Still, we Reality-Basers are so relentlessly fair-minded that we astonish ourselves.
So here, with a blistering dissent, is Robert Burns, given voice by Steeleye Span:
And here’s Alistair McDonald, with more traditional interpretation.
For those who have not chosen to waste perfectly useful neuronal connections learning British history, the background of Burns’s satire is as follows: After the Stuart succession to the English throne had united the crowns in 1603, there remained strong resistance – at first, more on the English than on the Scottish side – against uniting the two kingdoms and creating a common citizenship and a single Parliament. So they remained two kingdoms under one king, with the possibility that sometime in the future the English and the Scots might again have different kings, and resume their centuries-long history of constant border raiding and occasional war.

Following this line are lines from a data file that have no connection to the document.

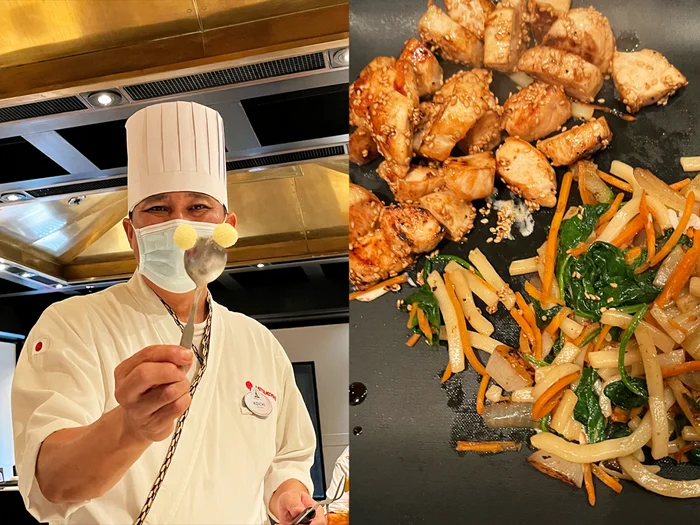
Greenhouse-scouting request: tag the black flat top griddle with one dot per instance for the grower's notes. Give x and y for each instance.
(404, 467)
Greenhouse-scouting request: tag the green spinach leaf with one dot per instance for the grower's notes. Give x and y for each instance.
(683, 241)
(587, 409)
(604, 279)
(622, 397)
(427, 302)
(616, 430)
(544, 317)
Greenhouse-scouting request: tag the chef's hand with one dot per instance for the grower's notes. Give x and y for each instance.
(153, 391)
(291, 503)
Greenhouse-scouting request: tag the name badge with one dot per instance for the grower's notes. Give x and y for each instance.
(258, 403)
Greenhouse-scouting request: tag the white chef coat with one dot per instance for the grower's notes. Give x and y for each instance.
(341, 470)
(228, 461)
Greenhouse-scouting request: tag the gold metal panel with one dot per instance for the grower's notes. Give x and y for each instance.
(323, 197)
(218, 13)
(40, 30)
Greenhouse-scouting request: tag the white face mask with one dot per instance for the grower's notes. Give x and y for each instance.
(161, 260)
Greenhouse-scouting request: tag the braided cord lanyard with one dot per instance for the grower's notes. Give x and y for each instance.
(202, 358)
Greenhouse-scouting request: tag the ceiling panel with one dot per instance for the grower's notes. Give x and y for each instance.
(299, 115)
(22, 161)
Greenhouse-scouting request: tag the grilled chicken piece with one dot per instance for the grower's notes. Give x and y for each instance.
(410, 229)
(586, 33)
(526, 172)
(454, 213)
(465, 102)
(486, 133)
(372, 259)
(420, 181)
(536, 111)
(579, 142)
(580, 79)
(470, 178)
(364, 209)
(505, 35)
(470, 14)
(359, 102)
(362, 149)
(644, 78)
(453, 42)
(542, 16)
(393, 99)
(426, 67)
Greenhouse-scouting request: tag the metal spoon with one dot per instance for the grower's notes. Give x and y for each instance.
(204, 263)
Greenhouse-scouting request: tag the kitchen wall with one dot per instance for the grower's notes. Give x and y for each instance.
(327, 346)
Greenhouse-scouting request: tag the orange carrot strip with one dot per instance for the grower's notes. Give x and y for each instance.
(580, 249)
(631, 230)
(585, 333)
(552, 237)
(680, 276)
(447, 374)
(606, 478)
(614, 207)
(556, 321)
(481, 394)
(588, 481)
(413, 340)
(412, 315)
(673, 240)
(536, 294)
(601, 337)
(524, 325)
(539, 409)
(424, 325)
(399, 279)
(487, 446)
(648, 227)
(614, 181)
(463, 334)
(530, 318)
(674, 370)
(678, 186)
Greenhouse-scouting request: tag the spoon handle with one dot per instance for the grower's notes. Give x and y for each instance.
(188, 332)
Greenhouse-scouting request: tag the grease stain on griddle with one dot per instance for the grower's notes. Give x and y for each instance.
(358, 393)
(627, 41)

Perfecting the union became a central point of royal policy after the Revolution of 1688, with the constant threat of a Jacobite Scotland concentrating minds wonderfully on both sides of the border. But the Scottish Parliament was unalterably opposed, and managed to stymie all such moves until the Darien fiasco of 1707, when a hare-brained scheme to make Scotland a colonial power in Central America crashed and burned, leaving the Scottish state bankrupt. At that point the English government offered a bailout on the condition of full Union, and the proposal duly passed.
Thus the force of Burns’s complaint that the Scots had been “bought and sold for English gold.” Still, given the actual political history of independent Scotland (pretty much the court of the Borgias with claymores instead of stilettos), it seems unfair of Burns to write as if all of the rogues were on one side of the question.